一般の不動産会社による仲介は、広告活動・契約手続きを専門家がサポートしてくれる上、市場価格での売却が期待できます。買い手を見つけるまで時間がかかる場合がありますが、安全性と価格の両面でメリットがあります。早く確実に手放したい場合は、不動産会社による買取という選択肢もあります。買取価格は市場価格より下がりますが、短期間で確実に売却できます。訳あり物件専門の買取業者であれば、老朽化した空き家や条件の複雑な物件にも対応してくれます。

これらの選択肢と空き家バンクを比較し、「価格を重視するか」「スピードを重視するか」「サポートの手厚さを重視するか」という観点で、自分の状況に最も合った方法を選ぶことが重要です。複数の選択肢を並行して検討することで、最善の結果につながります。

まとめ:空き家バンクは「仕組みを理解して使えば」強力なツール

空き家バンクは、無料で登録でき、移住希望者とマッチングでき、補助金も活用できる「光」の部分を持つ一方で、自治体が契約トラブルに関与しない・当事者間の直接交渉にリスクがある・無料物件に隠れたコストがあるといった「闇」の部分も抱えています。
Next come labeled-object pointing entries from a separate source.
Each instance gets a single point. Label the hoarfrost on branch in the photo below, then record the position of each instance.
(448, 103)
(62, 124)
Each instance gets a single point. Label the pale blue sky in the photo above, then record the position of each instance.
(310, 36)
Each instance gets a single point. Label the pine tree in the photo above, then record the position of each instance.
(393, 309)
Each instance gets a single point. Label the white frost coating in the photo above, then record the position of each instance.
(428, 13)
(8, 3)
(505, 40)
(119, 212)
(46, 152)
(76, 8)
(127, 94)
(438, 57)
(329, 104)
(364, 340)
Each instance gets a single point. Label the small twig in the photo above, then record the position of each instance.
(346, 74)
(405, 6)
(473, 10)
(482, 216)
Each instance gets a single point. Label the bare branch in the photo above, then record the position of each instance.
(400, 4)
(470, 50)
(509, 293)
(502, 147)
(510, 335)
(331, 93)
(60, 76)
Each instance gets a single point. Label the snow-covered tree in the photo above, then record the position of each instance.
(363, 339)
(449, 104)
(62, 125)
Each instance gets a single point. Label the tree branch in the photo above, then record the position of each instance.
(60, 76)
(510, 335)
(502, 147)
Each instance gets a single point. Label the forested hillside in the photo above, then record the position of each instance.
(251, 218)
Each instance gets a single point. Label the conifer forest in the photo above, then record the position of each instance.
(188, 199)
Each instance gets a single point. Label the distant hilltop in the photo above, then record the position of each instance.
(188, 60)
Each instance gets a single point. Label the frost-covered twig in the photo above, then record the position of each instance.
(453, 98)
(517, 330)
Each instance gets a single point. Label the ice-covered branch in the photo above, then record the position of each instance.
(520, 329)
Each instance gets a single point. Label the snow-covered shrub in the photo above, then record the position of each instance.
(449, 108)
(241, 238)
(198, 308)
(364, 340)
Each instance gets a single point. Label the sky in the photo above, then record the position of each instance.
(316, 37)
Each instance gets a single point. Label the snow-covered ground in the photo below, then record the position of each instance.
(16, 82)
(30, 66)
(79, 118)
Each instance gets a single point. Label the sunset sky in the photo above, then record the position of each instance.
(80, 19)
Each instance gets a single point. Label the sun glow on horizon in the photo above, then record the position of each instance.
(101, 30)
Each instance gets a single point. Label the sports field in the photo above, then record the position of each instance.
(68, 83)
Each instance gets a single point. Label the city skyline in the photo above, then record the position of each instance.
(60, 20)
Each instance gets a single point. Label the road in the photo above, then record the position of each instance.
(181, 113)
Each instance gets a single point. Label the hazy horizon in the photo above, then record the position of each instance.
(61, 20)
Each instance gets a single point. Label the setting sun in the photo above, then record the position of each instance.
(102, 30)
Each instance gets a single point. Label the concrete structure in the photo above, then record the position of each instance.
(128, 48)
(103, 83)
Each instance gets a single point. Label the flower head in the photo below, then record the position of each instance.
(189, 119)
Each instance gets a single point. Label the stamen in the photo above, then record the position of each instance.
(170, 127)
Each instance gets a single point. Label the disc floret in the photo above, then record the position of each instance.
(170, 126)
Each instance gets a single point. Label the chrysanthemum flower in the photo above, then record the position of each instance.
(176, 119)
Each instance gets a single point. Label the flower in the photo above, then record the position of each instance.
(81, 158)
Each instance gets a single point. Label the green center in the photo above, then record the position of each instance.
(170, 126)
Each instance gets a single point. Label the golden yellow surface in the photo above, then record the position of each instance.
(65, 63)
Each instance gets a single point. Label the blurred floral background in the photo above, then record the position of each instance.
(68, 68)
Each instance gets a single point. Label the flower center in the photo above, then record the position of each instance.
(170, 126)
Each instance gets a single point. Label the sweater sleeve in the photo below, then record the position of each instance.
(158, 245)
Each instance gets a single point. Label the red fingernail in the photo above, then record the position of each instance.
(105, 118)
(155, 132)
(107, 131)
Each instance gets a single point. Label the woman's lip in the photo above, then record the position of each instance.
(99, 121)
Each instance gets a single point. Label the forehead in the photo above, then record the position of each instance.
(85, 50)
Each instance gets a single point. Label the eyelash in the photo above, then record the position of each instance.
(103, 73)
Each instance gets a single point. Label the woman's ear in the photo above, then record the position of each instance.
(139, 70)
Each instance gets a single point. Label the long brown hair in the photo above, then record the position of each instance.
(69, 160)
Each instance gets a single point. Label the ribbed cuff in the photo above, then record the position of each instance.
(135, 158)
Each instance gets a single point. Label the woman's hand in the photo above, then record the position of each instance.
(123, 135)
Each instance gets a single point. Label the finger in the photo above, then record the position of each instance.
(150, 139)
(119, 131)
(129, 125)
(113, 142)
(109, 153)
重要なのは、これらの特性を正しく理解した上で活用することです。宅建業者の仲介を入れる・契約前に建物状態を確認する・契約不適合責任を明確にする・補助金を事前に調べるといった対策を講じれば、空き家バンクは空き家を手放したいオーナーにとっても、移住先を探す人にとっても、強力なツールになります。一方で、安全性や価格を重視するなら、一般の不動産仲介・買取といった選択肢も併せて検討すべきです。


※本記事は情報提供を目的としており、法的アドバイスを提供するものではありません。空き家バンクの運営方法・補助制度・サポート体制は自治体によって異なります。具体的な手続きについては各自治体の窓口または宅建業者・行政書士などの専門家にご相談ください。法令・制度の内容は変更される場合があります。